Hace un tiempo, mientras acomodaba viejos libros, de uno de ellos cayó un pequeño trozo de papel amarillento; la hoja arrugada de alguna antigua agenda. Algo estaba escrito en ella.
Desde chico tuve facilidad para armar rompecabezas, descifrar códigos. Soy un gran aficionado al sudoku y cuando me topo con uno de esos juegos de ingenio en los que hay que separar dos piezas trabadas entre sí no me detengo hasta resolverlo. Es más, dentro del departamento de historia americana soy el principal paleógrafo; especialista en transcribir viejas crónicas de conquistadores españoles, muchas de ellas apenas entendibles para cualquier lector moderno. Por todo esto, no es de extrañar que sin demora me haya abocado a la tarea de desetrañar el significado de ese extraño garabato.
A pesar de mis habilidades no pude con el papelito; el tiempo y el olvido, con la eficiencia acostumbrada, borronearon esas extrañas letras, si es que de letras se trataba. Lo guardé en el bolsillo de mi saco, el que llevo puesto todos los días.
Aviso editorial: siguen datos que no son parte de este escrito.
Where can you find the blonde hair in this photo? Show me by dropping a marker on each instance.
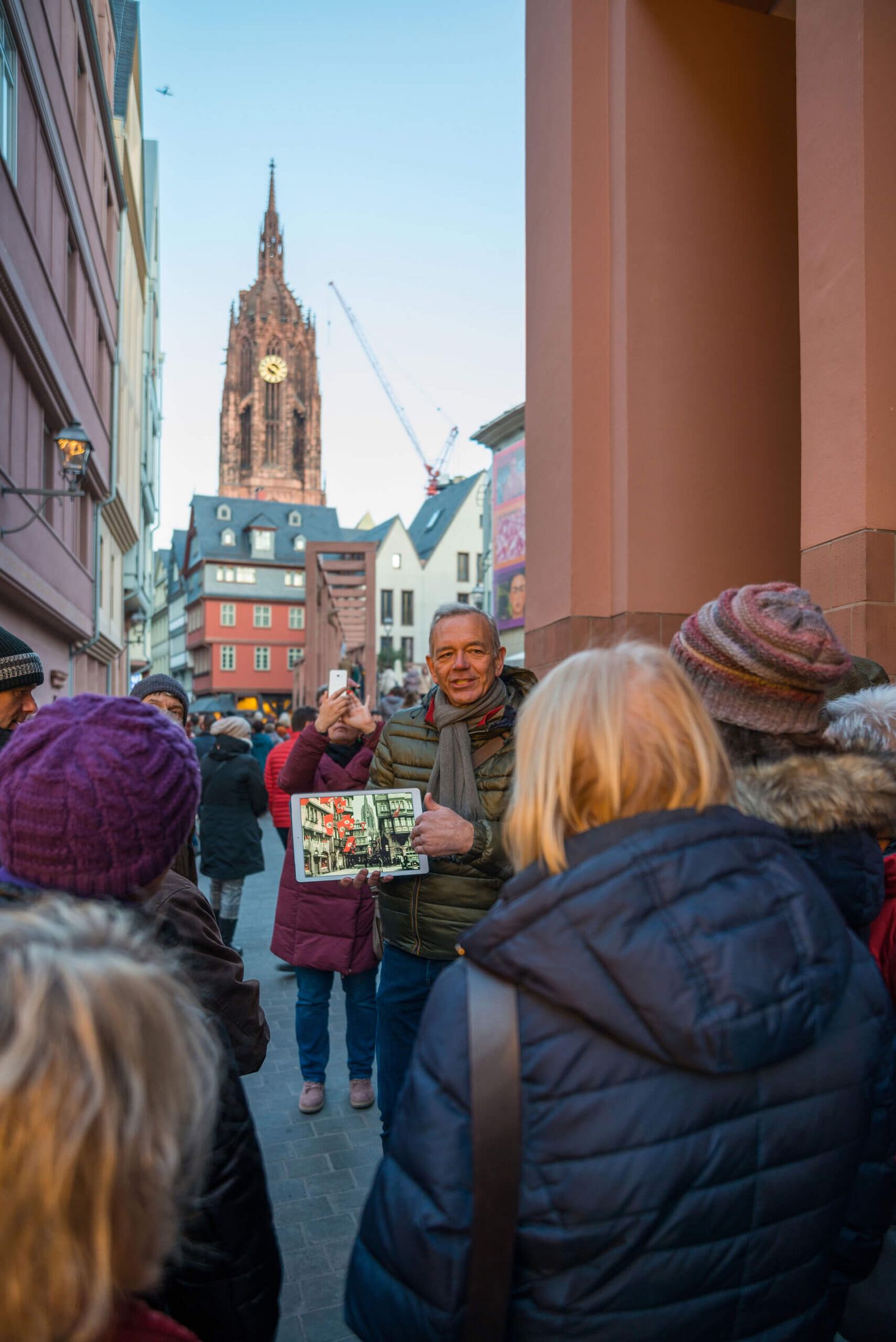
(109, 1079)
(607, 734)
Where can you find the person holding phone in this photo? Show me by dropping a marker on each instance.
(327, 929)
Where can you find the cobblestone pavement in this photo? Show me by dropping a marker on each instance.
(319, 1169)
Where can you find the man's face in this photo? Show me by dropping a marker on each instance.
(17, 706)
(463, 663)
(167, 704)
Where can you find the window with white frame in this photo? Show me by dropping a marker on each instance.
(8, 93)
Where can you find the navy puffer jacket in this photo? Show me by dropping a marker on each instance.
(707, 1069)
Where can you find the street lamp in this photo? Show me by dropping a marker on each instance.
(74, 450)
(74, 453)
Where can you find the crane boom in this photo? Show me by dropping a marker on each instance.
(384, 381)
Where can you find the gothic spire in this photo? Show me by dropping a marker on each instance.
(271, 239)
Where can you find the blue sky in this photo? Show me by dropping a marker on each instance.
(397, 131)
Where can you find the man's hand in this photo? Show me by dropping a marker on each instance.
(360, 715)
(440, 832)
(330, 710)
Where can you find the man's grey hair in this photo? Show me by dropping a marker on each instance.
(864, 721)
(451, 608)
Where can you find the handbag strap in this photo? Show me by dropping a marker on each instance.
(497, 1144)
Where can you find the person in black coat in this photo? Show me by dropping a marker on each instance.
(706, 1055)
(234, 796)
(130, 787)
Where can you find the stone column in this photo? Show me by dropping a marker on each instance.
(846, 171)
(663, 325)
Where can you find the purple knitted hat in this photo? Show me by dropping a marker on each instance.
(762, 657)
(97, 796)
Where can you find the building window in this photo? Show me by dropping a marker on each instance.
(246, 438)
(8, 80)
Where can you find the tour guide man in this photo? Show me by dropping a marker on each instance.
(458, 748)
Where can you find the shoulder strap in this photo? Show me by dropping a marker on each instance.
(497, 1142)
(491, 748)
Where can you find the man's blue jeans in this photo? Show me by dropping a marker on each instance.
(313, 1016)
(404, 988)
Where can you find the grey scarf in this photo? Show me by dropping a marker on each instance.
(452, 782)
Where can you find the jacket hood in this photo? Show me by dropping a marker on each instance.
(698, 940)
(819, 793)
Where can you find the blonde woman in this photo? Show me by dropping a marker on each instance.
(109, 1079)
(706, 1054)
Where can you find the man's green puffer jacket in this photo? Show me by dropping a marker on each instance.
(429, 914)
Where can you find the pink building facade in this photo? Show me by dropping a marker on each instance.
(61, 197)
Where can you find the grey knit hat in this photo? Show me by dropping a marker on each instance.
(19, 665)
(162, 685)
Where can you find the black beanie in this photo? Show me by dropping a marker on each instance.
(160, 684)
(19, 665)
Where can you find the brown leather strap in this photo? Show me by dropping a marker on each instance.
(497, 1142)
(491, 748)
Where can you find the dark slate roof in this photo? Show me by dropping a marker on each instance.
(437, 513)
(318, 524)
(127, 26)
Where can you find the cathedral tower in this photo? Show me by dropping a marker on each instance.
(271, 405)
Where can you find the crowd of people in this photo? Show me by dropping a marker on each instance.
(634, 1028)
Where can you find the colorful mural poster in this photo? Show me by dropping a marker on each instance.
(509, 536)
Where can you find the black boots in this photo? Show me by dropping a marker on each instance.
(228, 928)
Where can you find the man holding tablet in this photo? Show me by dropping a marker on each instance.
(458, 749)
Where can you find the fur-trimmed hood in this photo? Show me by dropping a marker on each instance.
(817, 793)
(832, 807)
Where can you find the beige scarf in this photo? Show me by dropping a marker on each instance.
(452, 782)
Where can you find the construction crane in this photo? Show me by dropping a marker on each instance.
(434, 471)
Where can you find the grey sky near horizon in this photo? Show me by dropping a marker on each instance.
(397, 132)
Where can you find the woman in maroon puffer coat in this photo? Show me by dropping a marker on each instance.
(328, 928)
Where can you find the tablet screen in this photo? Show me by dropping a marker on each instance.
(336, 836)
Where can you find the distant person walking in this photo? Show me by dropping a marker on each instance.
(234, 797)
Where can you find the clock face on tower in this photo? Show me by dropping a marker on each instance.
(273, 368)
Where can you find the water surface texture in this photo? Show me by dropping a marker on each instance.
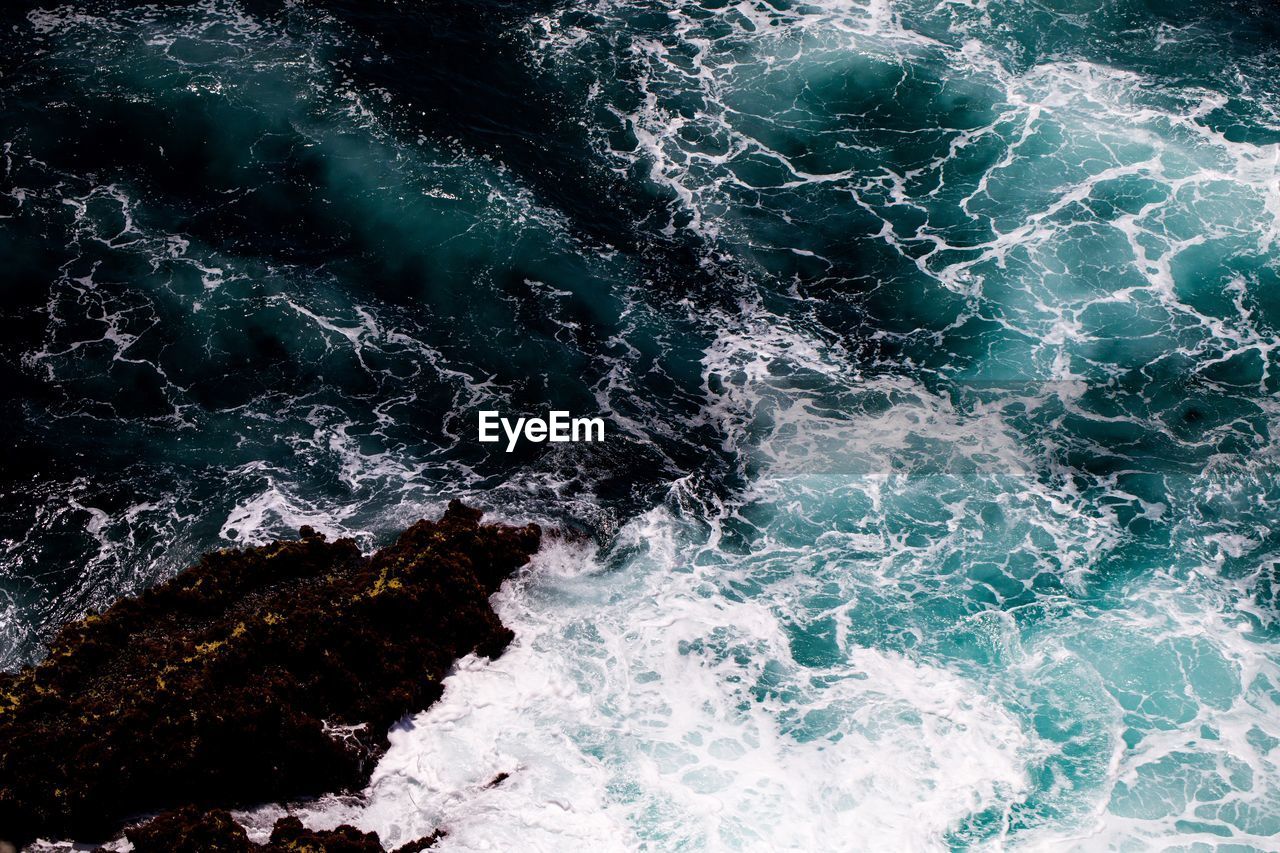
(937, 345)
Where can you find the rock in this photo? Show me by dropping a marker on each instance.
(257, 675)
(192, 830)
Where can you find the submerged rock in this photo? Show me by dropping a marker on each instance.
(257, 675)
(193, 830)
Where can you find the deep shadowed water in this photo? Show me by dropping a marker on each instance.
(937, 345)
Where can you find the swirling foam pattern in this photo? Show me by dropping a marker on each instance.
(937, 343)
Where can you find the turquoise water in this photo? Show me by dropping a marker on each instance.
(936, 343)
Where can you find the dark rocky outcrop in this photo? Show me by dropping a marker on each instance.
(257, 675)
(193, 830)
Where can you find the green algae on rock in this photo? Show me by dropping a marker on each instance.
(256, 675)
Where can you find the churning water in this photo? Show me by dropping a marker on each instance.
(937, 345)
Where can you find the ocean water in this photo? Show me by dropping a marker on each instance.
(936, 341)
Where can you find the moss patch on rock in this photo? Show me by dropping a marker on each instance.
(257, 675)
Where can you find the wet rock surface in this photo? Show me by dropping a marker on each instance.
(257, 675)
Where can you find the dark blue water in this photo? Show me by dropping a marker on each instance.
(936, 342)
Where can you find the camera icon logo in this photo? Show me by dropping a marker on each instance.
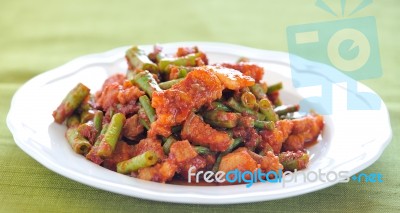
(348, 48)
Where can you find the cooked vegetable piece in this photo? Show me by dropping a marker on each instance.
(248, 100)
(110, 139)
(146, 159)
(259, 90)
(285, 109)
(98, 120)
(219, 118)
(294, 160)
(73, 121)
(270, 125)
(78, 143)
(234, 144)
(145, 101)
(168, 84)
(137, 59)
(201, 150)
(219, 106)
(188, 60)
(199, 133)
(266, 108)
(275, 88)
(145, 81)
(232, 103)
(70, 103)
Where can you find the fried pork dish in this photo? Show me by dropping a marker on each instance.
(171, 113)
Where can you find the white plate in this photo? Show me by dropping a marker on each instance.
(352, 140)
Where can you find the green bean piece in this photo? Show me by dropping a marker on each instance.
(143, 119)
(182, 70)
(248, 100)
(242, 59)
(270, 125)
(110, 139)
(188, 60)
(137, 58)
(98, 120)
(201, 150)
(259, 90)
(219, 106)
(146, 82)
(274, 88)
(70, 103)
(87, 116)
(167, 144)
(101, 135)
(130, 74)
(147, 159)
(168, 84)
(78, 143)
(73, 121)
(285, 109)
(148, 109)
(219, 118)
(177, 129)
(265, 107)
(232, 103)
(293, 160)
(234, 144)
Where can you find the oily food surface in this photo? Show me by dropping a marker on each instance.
(172, 115)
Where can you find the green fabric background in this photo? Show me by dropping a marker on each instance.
(38, 35)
Al principio lo recordaba de vez en cuando o me topaba con él inesperadamente. Durante unos cuantos viajes hacia el trabajo me entretuve jugueteando con él entre mis dedos; volvía a observarlo con detenimiento tratando de encontrar el sentido de esos signos inasibles y lo regresaba a su lugar.
Poco a poco y sin que yo lo notara el papelito empezó a llenar todos los espacios del día. Al despertar es lo primero que busco sobre la mesita de luz, lugar donde lo dejé un instante antes de apagar el velador la noche anterior. Mientras desayuno lo apoyo sobre la mesa junto a mí y fijamente lo contemplo ansioso, a la espera. Cada día tardo más en salir de casa. Durante el día me distrae de todos mis quehaceres habituales; están a punto de suspenderme en mi trabajo por incumplimiento, mi mujer hace ya un mes que se fue con los chicos sin decir adónde y sus rostros se desvanecen hasta volverse uno, confuso, imagen de otro mundo. Sé que estoy sucio, pero no me atrevo a bañarme, no sea cosa que se moje mi tesoro inescrutable y el papel se desbarate.
Hoy no fue un día más. Tomé el papel como siempre a primera hora de la mañana y súbitamente comprendí.
De inmediato lo estrujé y lo arrojé al tacho de basura. Busqué en el fondo del ropero mi viejo morral, guardé en él unas pocas cosas, y con el morral colgado al hombro salí. Hace ya varias horas que camino a paso firme. Quedó atrás la ciudad, la última casa. No me detendré hasta encontrar la cueva donde perdí la memoria.
Si acaso alguien me busca, tendrá que dejar que sus pasos lo traigan hasta mí. ¿Quién sabe? Acaso con el tiempo digan que soy el loco que vive en la colina.